Les DRH ne devraient pas être trop gentils avec les nouveaux embauchés

J’ai participé récemment au Danemark, à un forum consacré aux ressources humaines. J’y ai appris un mot qui résume parfaitement un piège dans lequel les entreprises tombent couramment lorsqu’elles intègrent de nouvelles recrues. Le terme bjørnetjenste signifie « une aide qui fait plus de mal que de bien. » Il trouve son origine dans la fable de l’ours et le jardinier. Dans cette histoire, un jardinier découvre se lie d’amitié avec un ours. Ils deviennent compagnons, et tout va bien jusqu’au jour où le jardinier s’assoupit sous un arbre. L’ours s’aperçoit que le sommeil de son ami est troublé par des mouches. Croyant bien faire, il ramasse une pierre pour frapper l’un des insectes particulièrement récalcitrants, et défonce le crâne du jardinier.

 

Cette histoire m’a rappelé une situation que nous rencontrons dans notre pratique RH. Certains efforts bien intentionnés pour « aider » les nouvelles recrues se révèlent plus néfastes que bénéfiques. La plus pernicieuse de ces idées reçues est celle selon laquelle les nouveaux venus devraient avoir le temps de prendre leur marque, avant qu’il soit nécessaire de les recadrer, même quand ils commettent des erreurs significatives. Cela se révèle négatif dans de nombreux cas. Car au moment où les managers entrent en scène pour leur indiquer la marche à suivre, il est souvent trop tard et des fautes parfois irrémédiables ont été commises, des relations compromises, la crédibilité des intéressés est déjà sapée.

 

Comme sur voilier, plus on se trompe de cap plus il est difficile de revenir dans la bonne direction. En outre, la mauvaise impression donnée par une nouvelle recrue pendant ses premiers mois au sein d’une équipe est quasiment indélébile. La meilleure façon d’éviter cela, c’est de guider les personnes concernées le plus tôt possible. Toutefois, cela ne devrait pas être fait d’une manière précipitée, désordonnée. Les nouveaux peuvent alors se sentir désavoués dès le départ et se retrouver en grande difficulté.

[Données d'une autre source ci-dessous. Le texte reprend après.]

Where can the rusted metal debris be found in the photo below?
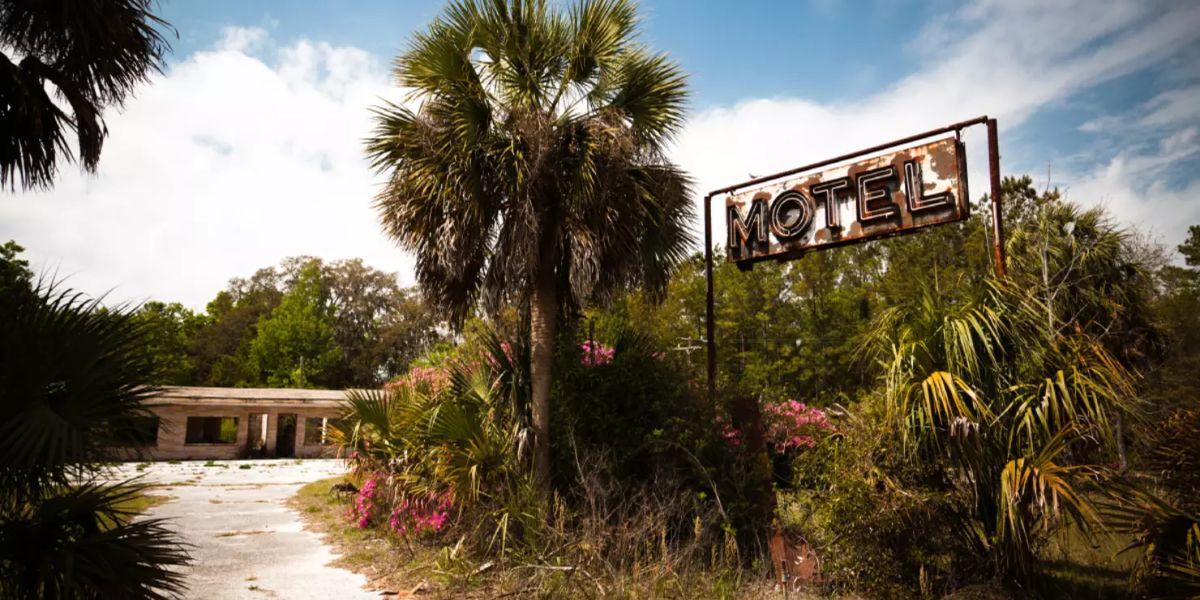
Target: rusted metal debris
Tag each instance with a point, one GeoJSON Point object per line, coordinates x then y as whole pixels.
{"type": "Point", "coordinates": [796, 564]}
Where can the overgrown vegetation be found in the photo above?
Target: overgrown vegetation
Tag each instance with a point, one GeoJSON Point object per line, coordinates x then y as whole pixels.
{"type": "Point", "coordinates": [70, 389]}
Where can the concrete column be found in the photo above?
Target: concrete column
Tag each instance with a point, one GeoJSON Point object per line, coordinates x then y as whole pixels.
{"type": "Point", "coordinates": [300, 420]}
{"type": "Point", "coordinates": [243, 432]}
{"type": "Point", "coordinates": [273, 430]}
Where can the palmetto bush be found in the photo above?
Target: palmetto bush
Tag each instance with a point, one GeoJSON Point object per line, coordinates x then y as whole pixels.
{"type": "Point", "coordinates": [453, 439]}
{"type": "Point", "coordinates": [70, 388]}
{"type": "Point", "coordinates": [1013, 417]}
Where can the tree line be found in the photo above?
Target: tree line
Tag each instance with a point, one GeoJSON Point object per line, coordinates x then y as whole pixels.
{"type": "Point", "coordinates": [306, 323]}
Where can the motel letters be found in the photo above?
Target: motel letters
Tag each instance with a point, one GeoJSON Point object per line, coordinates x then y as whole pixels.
{"type": "Point", "coordinates": [887, 195]}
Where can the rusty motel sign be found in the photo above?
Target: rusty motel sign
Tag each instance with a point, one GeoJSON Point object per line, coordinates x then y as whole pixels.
{"type": "Point", "coordinates": [877, 197]}
{"type": "Point", "coordinates": [897, 189]}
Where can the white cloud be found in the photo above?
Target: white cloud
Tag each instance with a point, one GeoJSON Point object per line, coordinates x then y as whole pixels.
{"type": "Point", "coordinates": [1133, 187]}
{"type": "Point", "coordinates": [1006, 59]}
{"type": "Point", "coordinates": [252, 151]}
{"type": "Point", "coordinates": [226, 165]}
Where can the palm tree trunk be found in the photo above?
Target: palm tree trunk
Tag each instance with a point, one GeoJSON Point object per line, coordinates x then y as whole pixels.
{"type": "Point", "coordinates": [543, 313]}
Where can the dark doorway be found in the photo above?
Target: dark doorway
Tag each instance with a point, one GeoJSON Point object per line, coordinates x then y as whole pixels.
{"type": "Point", "coordinates": [286, 437]}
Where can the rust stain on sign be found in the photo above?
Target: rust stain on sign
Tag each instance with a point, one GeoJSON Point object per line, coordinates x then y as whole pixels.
{"type": "Point", "coordinates": [887, 195]}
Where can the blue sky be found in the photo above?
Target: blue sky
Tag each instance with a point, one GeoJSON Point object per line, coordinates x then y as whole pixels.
{"type": "Point", "coordinates": [249, 148]}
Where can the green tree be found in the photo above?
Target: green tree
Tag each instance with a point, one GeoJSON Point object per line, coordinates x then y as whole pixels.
{"type": "Point", "coordinates": [169, 329]}
{"type": "Point", "coordinates": [91, 55]}
{"type": "Point", "coordinates": [534, 169]}
{"type": "Point", "coordinates": [15, 274]}
{"type": "Point", "coordinates": [294, 346]}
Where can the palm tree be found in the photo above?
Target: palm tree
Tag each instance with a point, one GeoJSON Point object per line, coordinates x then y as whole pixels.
{"type": "Point", "coordinates": [1008, 415]}
{"type": "Point", "coordinates": [93, 54]}
{"type": "Point", "coordinates": [71, 388]}
{"type": "Point", "coordinates": [529, 166]}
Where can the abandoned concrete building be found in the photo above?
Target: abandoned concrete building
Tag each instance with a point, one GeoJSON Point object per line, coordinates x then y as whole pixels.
{"type": "Point", "coordinates": [237, 423]}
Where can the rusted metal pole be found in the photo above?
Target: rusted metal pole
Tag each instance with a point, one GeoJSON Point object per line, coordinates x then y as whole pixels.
{"type": "Point", "coordinates": [997, 225]}
{"type": "Point", "coordinates": [709, 312]}
{"type": "Point", "coordinates": [948, 129]}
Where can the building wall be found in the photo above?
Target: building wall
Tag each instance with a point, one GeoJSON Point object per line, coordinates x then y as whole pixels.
{"type": "Point", "coordinates": [173, 432]}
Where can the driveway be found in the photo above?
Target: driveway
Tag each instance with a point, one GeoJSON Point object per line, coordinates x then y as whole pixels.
{"type": "Point", "coordinates": [247, 543]}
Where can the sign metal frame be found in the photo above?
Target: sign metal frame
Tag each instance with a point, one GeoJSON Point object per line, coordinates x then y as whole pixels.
{"type": "Point", "coordinates": [957, 129]}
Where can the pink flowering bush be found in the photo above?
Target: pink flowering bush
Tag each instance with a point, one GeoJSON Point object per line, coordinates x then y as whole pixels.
{"type": "Point", "coordinates": [595, 353]}
{"type": "Point", "coordinates": [415, 515]}
{"type": "Point", "coordinates": [366, 507]}
{"type": "Point", "coordinates": [429, 379]}
{"type": "Point", "coordinates": [792, 425]}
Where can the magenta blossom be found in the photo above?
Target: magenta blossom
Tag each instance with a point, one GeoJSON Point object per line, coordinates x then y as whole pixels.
{"type": "Point", "coordinates": [595, 353]}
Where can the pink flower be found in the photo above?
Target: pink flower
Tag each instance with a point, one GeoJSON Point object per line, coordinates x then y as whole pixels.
{"type": "Point", "coordinates": [595, 353]}
{"type": "Point", "coordinates": [792, 425]}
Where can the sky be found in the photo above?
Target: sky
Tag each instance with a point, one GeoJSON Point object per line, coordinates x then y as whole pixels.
{"type": "Point", "coordinates": [247, 149]}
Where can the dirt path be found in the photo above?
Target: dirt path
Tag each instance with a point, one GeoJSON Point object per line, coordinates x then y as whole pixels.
{"type": "Point", "coordinates": [249, 543]}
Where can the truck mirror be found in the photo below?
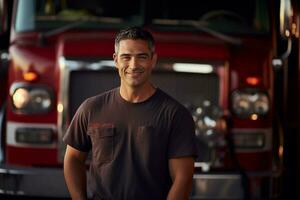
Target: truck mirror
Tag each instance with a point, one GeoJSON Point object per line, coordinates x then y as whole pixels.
{"type": "Point", "coordinates": [286, 18]}
{"type": "Point", "coordinates": [2, 17]}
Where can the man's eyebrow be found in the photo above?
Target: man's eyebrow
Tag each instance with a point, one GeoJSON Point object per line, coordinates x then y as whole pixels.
{"type": "Point", "coordinates": [138, 54]}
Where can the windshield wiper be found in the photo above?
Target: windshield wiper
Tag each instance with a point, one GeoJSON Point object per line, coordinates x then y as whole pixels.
{"type": "Point", "coordinates": [200, 26]}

Une méthode simple consiste à mettre en place procédure d’évaluation orale (360°), dans les 60 jours premiers jours. La recrue aura eu le temps de s’acclimater et de connaître l’organisation, mais l’évaluation arrive suffisamment tôt pour que d’éventuels maladresses et impairs puissent être rattrapés.

Le processus ne devrait pas être bureaucratique ni onéreux. Il peut être fait par la hiérarchie, à condition qu’elle puisse s’appuyer sur des instructions claires, un guide de conduite d’entretien ou un outil en ligne. Pour les cadres, le processus peut être facilité par des consultants ou coachs externes.